Background: Interpretation of variants of uncertain significance (VUSs) remains a challenge in the care of patients with inherited cardiovascular diseases (CVDs); 56% of variants within CVD risk genes are VUS, and machine learning algorithms trained upon large data resources can stratify VUS into higher versus lower probability of contributing to a CVD phenotype.
Methods: We used ClinVar pathogenic/likely pathogenic and benign/likely benign variants from 47 CVD genes to build a predictive model of variant pathogenicity utilizing measures of evolutionary constraint, deleteriousness, splicogenicity, local pathogenicity, cardiac-specific expression, and population allele frequency. Performance was validated using variants for which the ClinVar pathogenicity assignment changed. Functional validation was assessed using prior studies in >900 identified VUS. The model utility was demonstrated using the Catheterization Genetics (CATHGEN) cohort.
Results: We identified a top-ranked model that accurately prioritized variants for which ClinVar clinical significance had changed (n=663; precision-recall area under the curve, 0.97) and performed well compared with conventional in silico methods. This model (CVD pathogenicity predictor [CVD-PP]) also had high accuracy in prioritizing VUS with functional effects in vivo (precision-recall area under the curve, 0.58). In CATHGEN, there was a greater burden of higher CVD-PP scored VUS in individuals with dilated cardiomyopathy compared with controls (P=8.2×10-15). Of individuals in CATHGEN who harbored highly ranked CVD pathogenicity predictor VUS meeting clinical pathogenicity criteria, 27.6% had clinical evidence of disease. Variant prioritization using this model increased genetic diagnosis in CATHGEN participants with a known clinical diagnosis of hypertrophic cardiomyopathy (7.8%-27.2%).
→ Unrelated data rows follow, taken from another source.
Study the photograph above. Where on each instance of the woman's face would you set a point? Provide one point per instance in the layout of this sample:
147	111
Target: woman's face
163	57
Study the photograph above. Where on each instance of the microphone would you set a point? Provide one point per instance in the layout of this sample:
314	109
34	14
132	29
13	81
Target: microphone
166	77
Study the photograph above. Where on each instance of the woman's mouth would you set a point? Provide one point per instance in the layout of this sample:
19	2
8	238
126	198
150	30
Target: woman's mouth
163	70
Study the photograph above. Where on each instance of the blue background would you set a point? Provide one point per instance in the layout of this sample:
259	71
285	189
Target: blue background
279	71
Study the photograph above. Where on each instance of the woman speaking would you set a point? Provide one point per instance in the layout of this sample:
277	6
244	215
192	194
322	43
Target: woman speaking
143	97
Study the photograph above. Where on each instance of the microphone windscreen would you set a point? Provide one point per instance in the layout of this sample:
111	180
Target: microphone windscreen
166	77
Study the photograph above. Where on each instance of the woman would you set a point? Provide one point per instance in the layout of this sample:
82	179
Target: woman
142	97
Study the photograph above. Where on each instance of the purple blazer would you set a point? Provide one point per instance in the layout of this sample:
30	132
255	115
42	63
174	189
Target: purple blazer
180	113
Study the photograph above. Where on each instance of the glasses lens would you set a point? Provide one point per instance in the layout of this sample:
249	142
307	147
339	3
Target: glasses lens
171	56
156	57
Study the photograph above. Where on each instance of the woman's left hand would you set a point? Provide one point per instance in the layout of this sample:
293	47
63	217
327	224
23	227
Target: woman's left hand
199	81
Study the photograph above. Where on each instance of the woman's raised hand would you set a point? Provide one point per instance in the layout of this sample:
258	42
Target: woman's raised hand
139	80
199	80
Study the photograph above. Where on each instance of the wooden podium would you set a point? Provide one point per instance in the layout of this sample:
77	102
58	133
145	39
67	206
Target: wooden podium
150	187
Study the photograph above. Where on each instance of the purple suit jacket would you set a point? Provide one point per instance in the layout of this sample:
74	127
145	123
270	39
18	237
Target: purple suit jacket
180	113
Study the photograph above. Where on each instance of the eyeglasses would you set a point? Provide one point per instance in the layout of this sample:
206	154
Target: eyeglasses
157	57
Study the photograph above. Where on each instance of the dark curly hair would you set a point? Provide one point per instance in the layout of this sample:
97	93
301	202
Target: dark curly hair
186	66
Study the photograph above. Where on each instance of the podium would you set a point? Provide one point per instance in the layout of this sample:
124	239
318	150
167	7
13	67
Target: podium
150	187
Conclusions: We present a cardiac-specific model for prioritizing variants underlying CVD syndromes with high performance in discriminating the pathogenicity of VUS in CVD genes. Variant review and phenotyping of individuals carrying VUS of pathogenic interest support the clinical utility of this model. This model could also have utility in filtering variants as part of large-scale genomic sequencing studies.
Keywords: arrhythmias, cardiac; cardiovascular diseases; human genetics; machine learning; pathology, molecular.